Es ist nicht "sauber" programmiert. Es muss einen Struktur geben, sozusagen sauberes OOP und Konzept !

Es fehlen: 
 - Controller
 - Beobachter / Beobachteter
 - Kamera
 - Karte

1. Controller
Controller verbindet View und Model und übermittelt die Daten zwischen beiden. 
Ohne Controller wirst du Probleme haben, wenn dein Spiel komplexer wird!

2. Beobachter / Beobachteter
Es ist wirklich sehr praktisch, wenn die View automatisch aktualisiert wird, wenn ein Wert in der Klasse Player geändert wird. Am besten gleich implementieren! 

3. Kamera
Es muss ein Kamera geben, das aufs Spielfeld richtet. Die Positionen werden relativ zum Kamera berechnet. Dann hast du viele Vorteile: du kannst das Spielfeld scrollen oder ähnliches! Einfach eine Klasse implementieren mit Kameraposition, etc. ... 

4. Karte
Auf der Karte "leben" Player und sonstige Objekte. Sie sollen im Container liegen und deine Verwaltung von Objekte wird leichter und einfacher. Dabei kannst du Karteinformation auf der Display anzeigen. 

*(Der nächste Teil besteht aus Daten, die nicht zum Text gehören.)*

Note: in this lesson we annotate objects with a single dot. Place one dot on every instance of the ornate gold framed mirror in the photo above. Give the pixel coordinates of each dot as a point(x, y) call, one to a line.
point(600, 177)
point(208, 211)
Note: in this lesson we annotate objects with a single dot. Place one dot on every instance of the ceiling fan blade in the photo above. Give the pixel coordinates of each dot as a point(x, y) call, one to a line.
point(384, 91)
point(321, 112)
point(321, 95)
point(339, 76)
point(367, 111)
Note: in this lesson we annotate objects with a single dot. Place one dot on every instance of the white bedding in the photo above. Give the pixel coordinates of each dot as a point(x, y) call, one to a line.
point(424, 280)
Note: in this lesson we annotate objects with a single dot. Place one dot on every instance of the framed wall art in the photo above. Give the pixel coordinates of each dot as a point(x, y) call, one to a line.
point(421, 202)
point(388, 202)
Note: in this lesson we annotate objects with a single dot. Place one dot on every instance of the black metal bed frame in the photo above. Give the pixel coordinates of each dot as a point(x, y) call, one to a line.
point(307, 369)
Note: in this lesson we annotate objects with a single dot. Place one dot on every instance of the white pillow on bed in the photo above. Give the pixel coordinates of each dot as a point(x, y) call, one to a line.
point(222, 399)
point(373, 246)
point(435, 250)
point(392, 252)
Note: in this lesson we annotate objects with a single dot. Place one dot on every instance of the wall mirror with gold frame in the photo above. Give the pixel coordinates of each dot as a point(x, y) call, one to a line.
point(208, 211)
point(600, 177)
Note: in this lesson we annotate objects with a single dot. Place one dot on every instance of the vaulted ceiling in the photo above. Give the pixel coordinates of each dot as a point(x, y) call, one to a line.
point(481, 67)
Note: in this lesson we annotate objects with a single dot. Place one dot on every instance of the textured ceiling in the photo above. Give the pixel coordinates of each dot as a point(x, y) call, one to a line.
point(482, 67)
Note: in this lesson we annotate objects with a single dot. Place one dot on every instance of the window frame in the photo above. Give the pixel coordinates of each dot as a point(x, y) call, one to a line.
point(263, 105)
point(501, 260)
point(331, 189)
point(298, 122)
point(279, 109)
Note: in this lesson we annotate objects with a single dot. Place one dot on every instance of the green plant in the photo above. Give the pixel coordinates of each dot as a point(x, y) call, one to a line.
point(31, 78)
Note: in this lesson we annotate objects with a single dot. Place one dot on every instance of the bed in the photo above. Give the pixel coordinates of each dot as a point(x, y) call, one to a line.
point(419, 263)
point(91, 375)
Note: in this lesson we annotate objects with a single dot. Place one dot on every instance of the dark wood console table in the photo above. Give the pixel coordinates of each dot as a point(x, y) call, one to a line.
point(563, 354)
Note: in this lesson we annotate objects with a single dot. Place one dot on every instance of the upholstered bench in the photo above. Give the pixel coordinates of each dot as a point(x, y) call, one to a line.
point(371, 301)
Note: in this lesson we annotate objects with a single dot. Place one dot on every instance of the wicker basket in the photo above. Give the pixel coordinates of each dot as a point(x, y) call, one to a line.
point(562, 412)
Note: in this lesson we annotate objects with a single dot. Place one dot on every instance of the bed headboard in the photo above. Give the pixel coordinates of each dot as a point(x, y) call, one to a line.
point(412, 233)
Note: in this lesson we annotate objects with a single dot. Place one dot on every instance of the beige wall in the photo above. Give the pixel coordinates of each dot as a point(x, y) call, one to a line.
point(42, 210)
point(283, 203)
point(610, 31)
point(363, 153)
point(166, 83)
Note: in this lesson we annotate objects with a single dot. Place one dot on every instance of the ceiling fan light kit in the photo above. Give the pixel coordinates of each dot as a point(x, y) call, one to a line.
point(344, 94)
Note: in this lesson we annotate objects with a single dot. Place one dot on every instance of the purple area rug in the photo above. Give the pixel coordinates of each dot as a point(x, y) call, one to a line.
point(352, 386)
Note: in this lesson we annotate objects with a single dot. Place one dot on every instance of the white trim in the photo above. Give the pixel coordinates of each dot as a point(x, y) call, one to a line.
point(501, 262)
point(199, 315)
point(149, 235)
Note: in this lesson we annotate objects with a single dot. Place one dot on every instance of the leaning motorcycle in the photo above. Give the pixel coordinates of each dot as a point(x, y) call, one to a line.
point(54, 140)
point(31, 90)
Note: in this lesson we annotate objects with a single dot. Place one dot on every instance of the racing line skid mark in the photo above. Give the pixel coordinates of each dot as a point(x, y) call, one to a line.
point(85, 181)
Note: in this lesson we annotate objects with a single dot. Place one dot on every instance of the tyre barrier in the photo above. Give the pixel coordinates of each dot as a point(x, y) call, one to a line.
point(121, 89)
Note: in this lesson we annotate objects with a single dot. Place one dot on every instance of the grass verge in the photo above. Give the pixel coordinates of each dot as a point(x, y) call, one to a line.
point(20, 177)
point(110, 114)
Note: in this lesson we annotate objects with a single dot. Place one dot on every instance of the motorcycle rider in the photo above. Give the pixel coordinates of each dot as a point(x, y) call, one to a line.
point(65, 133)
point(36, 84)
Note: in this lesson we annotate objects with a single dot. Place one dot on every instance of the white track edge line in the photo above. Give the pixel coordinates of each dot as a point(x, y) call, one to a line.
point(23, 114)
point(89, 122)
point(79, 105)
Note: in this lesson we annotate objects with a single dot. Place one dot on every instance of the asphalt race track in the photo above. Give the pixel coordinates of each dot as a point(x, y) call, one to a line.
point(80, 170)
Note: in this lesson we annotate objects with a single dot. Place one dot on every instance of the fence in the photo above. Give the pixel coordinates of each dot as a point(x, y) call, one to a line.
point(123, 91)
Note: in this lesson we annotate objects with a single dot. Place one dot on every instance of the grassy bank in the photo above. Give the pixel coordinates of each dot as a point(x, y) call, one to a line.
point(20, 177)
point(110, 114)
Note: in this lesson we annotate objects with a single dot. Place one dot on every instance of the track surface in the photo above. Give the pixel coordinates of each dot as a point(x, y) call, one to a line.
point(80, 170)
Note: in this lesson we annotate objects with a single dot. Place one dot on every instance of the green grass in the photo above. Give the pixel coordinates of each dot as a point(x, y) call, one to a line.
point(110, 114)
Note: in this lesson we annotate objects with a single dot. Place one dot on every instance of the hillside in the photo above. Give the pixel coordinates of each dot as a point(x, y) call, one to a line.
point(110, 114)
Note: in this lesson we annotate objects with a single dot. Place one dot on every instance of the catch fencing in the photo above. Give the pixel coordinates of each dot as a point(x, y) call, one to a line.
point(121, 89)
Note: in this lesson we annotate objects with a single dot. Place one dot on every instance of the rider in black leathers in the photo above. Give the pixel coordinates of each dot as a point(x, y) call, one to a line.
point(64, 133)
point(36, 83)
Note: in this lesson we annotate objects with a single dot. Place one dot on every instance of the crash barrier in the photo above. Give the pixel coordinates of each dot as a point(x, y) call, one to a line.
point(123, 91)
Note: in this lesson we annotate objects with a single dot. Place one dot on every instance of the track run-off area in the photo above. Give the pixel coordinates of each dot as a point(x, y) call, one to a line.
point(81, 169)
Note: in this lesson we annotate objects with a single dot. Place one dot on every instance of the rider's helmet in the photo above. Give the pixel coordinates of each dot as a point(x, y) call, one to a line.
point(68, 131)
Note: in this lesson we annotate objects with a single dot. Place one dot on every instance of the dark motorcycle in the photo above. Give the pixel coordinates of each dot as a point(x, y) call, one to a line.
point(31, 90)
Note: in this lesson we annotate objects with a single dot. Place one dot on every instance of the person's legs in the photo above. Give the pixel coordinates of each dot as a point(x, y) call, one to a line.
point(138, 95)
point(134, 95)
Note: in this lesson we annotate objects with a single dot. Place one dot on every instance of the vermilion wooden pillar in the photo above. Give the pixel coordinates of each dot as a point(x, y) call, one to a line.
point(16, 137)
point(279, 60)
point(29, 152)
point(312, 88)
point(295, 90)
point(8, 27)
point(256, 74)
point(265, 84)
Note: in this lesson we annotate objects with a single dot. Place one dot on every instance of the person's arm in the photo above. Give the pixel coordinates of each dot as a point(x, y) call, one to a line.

Wenn du diese Vorgaben erfüllst, ist dein Spiel wirklich professionell aufgebaut! 
Noch Fragen? 

ciaooo


----------



## Roar (22. Okt 2004)

ach er hat doch gesagt er experimentiert nur rum... du willst nich wissen wie mein code aussieht wenn ich "experimentiere"  
aber dein kommentar is trotzdem gut


----------



## thE_29 (22. Okt 2004)

jo das ist schon richtig was macfreaks schreibt, nur dauert wahrscheinlich die Entwicklung des Konzepts länger, als das eigentliche Spiel zum Programmieren 

Also wenn man was "großes" machen will, braucht man zuerst ein Konzept, aber für mini Spiele/Programme zum testen/probieren braucht man nicht so ein grundlegendes Konzept! 

Aber kommentieren net vergessen, sonst kennst du dich 1e Woche später damit nima aus :bae:


----------



## Reality (22. Okt 2004)

Hi,
habe 2 Probleme die vielleicht sogar an JAVA selbst liegen:

1. Wenn ich mit der Figur an den linken oder oberen Rand laufe und wieder zurückkehre, dann bleibt immer ein komischer Fleck am Rand kleben.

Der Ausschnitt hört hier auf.